Fernwärmeverbindung mit dem Chemiebetrieb Arsol Aromatics
Der Chemiebetrieb von Arsol Aromatics war schwer von der Havarie betroffen: Die Pipelineverbindung von der BP-Raffinerie Horst war unterbrochen, die Produktion musste gestoppt werden. Zum Jahreswechsel konnte das Werk wieder hochgefahren werden. Davon profitierte auch Avangard. Die Mälzerei wird von Arsol mit Fernwärme versorgt, rund 60 Prozent des Wärme-Energiebedarfs werden so gedeckt. Eine ideale Kombination unter Nachbarn. Schneider: „Wir brauchen für unsere Produktion 110 Grad heißes Wasser“, mit 60 Grad fließt es durch die Rohre zurück. Genauso heiß, wie es wiederum für die Arsol-Anlagen ideal ist. „Das ist perfekt für beide Seiten“, findet Schneider.
Auch auf dem Firmenparkplatz und besonders vor der Hauptverwaltung der Mälzerei wird der Wandel sichtbar.
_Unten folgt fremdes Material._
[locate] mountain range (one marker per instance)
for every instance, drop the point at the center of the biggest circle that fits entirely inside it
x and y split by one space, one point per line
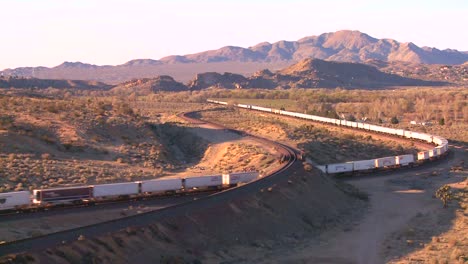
307 73
343 46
Für die wachsende E-Fahrzeugflotte der Beschäftigten wurden sieben Stellplätze mit einem Stromanschluss ausgestattet.
Unternehmens-Gründer ist ein russischer Bank-Eigentümer
Mit der Insolvenz von Weissheimer Malz 2006 beginnt die Geschichte von Avangard. Kirill Minovalov, 50, Eigentümer der Bank Avangard und dreier Mälzereien in Russland, übernahm die Betriebe aus der Insolvenzmasse. Standorte sind Gelsenkirchen, Bremen, Koblenz und Lechfeld.Die Mälzerei im Stadthafen wurde 1968-1972 gebaut und 2009 modernisiert. Bei einer Gesamtkapazität von rund 380.000 Tonnen ist Gelsenkirchen mit 140.000 Tonnen der größte Avangard-Standort und gilt als führende deutsche Mälzerei. An der Hafenstraße ist auch die Verwaltung. An Malz-Typen werden Pilsener, Karamel, Münchener, Wiener und Pale Ale Malz sowie Farbmalze in verschiedenen Farbabstufungen produziert. In der Coronazeit, stellen die Mälzer fest, stieg die Zahl der Hobby-Bierbrauer – die größere Abnahme an 25-Kilo-Gebinden lässt diese Vermutung zu. Avangard hat bundesweit 160 Mitarbeiter, in Gelsenkirchen sind es – inklusive Verwaltung – rund 60 Kräfte, darunter Fachpersonal wie Mälzer und Brauer. Avangard bildet regelmäßig drei bis vier junge Leute für den eigenen Nachwuchs aus – als Fachkräfte für Lebensmitteltechnik.